According to the Harvard Business Review, researchers surveyed knowledge workers in 2013 and again during the 2020 pandemic lockdown and found that they spent 12% less time dragged into large meetings and 9% more time interacting with customers, while the number of tasks they rated as tiring dropped from 27% to 12%.

Elsewhere, it allows organizations to make crucial savings – something that could prove crucial as the global economy continues to falter. The company benefits from significantly reduced office space costs and can do without other, less efficient and less popular means of saving space.

Dynamic office spaces and practices such as hot-desking were intended to reduce office costs, but employees often openly disliked such approaches because they allowed less personal space and comfort at work. In contrast, working from home can help counter the issues of dislocation, disconnection, and privacy that employees cite as their main concern in a hot-desk environment.

Finally, Ventura suggested that remote work is helping to accelerate the transition to digital. He added: “The pandemic has forced a rapid and accelerated transition to many excellent digital ways of working. Corporate travel, while not possible now, will never be the same. Companies have learned new ways of working out of necessity, and reduced travel bills and unproductive travel time are now the pains of a bygone era. Companies are reinventing old ways of doing things and re-creating processes to operate more effectively and efficiently in the new world.”

Lows

Of course, there were also impacts on the well-being of employees, which companies have to reckon with. First, not every home is ideal as a workspace, and organizations will need to continue to work with them to adapt in the future. According to Ventura, this can be “anything from ventilation and natural lighting to the right seating, screens, hardware and software to do their jobs effectively. And even more, how to ensure safety, security and balance between work and home, to create an environment conducive to well-being.”
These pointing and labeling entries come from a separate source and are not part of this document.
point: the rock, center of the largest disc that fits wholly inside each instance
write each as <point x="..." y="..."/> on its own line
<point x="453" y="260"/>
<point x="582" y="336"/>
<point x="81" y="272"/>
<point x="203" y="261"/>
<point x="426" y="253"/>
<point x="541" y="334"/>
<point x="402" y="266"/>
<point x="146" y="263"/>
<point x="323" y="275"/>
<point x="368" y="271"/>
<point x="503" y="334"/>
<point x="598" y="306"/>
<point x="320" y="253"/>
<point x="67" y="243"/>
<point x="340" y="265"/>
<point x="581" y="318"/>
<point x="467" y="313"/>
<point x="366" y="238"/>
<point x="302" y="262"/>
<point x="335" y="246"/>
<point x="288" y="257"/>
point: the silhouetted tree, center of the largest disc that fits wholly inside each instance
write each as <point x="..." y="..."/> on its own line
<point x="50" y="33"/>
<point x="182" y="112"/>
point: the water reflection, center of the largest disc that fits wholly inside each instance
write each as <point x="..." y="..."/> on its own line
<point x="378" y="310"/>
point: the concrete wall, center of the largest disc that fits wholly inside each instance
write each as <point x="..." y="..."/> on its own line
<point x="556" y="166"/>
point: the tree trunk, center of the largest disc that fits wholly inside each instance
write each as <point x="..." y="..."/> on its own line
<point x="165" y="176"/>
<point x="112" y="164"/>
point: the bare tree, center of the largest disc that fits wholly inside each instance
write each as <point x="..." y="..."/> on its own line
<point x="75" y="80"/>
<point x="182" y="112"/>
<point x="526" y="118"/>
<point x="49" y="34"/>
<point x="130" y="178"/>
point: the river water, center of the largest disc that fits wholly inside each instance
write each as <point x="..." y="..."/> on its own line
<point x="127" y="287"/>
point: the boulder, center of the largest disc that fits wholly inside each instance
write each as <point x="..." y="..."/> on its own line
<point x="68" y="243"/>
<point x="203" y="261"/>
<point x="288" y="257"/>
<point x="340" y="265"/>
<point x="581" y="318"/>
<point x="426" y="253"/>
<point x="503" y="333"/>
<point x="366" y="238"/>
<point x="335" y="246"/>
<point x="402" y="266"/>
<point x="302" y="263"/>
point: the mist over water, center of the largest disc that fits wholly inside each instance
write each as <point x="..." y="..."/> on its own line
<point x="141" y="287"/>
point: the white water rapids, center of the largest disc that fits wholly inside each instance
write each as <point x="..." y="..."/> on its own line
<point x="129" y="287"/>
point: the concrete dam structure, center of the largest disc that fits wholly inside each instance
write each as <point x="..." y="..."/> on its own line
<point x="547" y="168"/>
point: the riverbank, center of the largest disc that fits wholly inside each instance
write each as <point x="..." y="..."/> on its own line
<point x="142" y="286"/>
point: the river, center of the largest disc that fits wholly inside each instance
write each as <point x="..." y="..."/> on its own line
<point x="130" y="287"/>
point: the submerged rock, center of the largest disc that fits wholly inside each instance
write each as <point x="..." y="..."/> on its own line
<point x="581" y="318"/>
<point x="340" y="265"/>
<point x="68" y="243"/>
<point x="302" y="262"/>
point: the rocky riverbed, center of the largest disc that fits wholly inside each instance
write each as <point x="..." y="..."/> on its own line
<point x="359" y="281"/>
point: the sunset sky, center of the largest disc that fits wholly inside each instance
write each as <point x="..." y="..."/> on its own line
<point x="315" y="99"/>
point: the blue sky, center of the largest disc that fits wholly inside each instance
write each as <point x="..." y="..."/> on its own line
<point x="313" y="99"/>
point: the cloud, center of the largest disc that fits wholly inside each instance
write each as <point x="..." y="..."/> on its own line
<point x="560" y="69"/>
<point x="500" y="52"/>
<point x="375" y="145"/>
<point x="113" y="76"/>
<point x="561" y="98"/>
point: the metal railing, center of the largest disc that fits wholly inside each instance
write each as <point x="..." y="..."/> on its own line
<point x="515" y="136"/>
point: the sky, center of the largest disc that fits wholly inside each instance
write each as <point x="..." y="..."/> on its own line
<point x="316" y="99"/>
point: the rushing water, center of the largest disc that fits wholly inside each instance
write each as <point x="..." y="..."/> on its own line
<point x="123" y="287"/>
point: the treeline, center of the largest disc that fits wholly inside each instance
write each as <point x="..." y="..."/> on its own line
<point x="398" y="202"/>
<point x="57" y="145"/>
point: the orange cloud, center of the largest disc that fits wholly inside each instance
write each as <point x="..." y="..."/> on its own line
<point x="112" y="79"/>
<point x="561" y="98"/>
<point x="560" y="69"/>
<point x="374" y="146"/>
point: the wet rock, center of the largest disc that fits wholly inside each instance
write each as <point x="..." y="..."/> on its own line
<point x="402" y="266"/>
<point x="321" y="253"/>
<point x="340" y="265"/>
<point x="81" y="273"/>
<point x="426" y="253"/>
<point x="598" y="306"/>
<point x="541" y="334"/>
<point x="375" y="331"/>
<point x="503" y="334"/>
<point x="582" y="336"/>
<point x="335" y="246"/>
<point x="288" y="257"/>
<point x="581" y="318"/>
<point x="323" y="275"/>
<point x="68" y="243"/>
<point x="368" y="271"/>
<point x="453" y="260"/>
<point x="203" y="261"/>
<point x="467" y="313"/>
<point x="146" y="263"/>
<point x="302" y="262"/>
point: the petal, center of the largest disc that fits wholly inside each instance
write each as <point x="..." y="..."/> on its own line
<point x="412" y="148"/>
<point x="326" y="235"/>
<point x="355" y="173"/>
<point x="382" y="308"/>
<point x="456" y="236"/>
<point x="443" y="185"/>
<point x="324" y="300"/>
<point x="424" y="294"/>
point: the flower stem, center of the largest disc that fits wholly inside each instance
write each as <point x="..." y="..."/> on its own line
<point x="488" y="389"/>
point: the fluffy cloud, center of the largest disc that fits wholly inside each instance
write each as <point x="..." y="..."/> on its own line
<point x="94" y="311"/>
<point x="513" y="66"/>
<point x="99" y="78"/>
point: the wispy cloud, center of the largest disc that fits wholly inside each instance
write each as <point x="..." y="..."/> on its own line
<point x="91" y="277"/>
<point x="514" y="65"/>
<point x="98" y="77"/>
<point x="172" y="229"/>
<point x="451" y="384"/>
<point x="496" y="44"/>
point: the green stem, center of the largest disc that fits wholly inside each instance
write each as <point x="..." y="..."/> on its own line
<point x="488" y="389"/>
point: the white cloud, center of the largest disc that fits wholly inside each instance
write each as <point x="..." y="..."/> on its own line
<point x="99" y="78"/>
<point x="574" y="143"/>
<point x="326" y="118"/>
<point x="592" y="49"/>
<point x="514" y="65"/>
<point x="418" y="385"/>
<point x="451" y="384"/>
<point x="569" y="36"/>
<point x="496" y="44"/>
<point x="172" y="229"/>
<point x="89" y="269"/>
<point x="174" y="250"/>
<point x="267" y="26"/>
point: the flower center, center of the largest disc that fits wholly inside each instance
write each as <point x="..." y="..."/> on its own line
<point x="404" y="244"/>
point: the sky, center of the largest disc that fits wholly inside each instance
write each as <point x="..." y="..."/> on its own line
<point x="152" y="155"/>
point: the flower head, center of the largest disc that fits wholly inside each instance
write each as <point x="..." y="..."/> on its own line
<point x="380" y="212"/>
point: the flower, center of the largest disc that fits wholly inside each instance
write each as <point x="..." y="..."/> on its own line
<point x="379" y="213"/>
Research shows that employees are struggling to switch off and create boundaries between personal and office spaces, as well as experiencing increased mental anxiety and heightened concerns about financial security in the face of the pandemic. As such, Ventura suggested that employee well-being needs to be an ever-present consideration for bosses in the current environment, and companies need to be aware that the transition to remote working is still a work in progress that requires constant fine-tuning, rather than simply assuming that it can continue indefinitely.

“Employees’ social lives change radically when they work remotely, creating a void that remains unfilled,” he said of one of the ways wellbeing is coming under pressure. “This is partly due to the restrictions of blocking, but also because the opportunity for employees to make friends in the office has not yet been effectively replaced by remote work. Employees working in the same office also had the greatest potential for collaboration and creativity due to constant proximity.”

In response, many companies are exploring how they can use existing office space to provide social and collaborative opportunities in the ‘new world’. Going forward, organizations need to consider how to incorporate and manage remote work culture to ensure that company culture can continue to be used in our home offices and digital interactions – especially with new hires that make employees feel included. organizations when they cannot visit a physical location or meet anyone face-to-face.

Future

Looking ahead, Ventura suggested that the ultimate solution to change lies in finding the right balance between the benefits of a flexible workplace and the needs of the organization. The good news, he believes, is that whatever form the “new normal” takes, the end result will be “more efficient and productive” businesses.

“The experience of working from home has created an impetus for change, but organizations cannot afford to be too aggressive in finding new ways of working,” he concluded.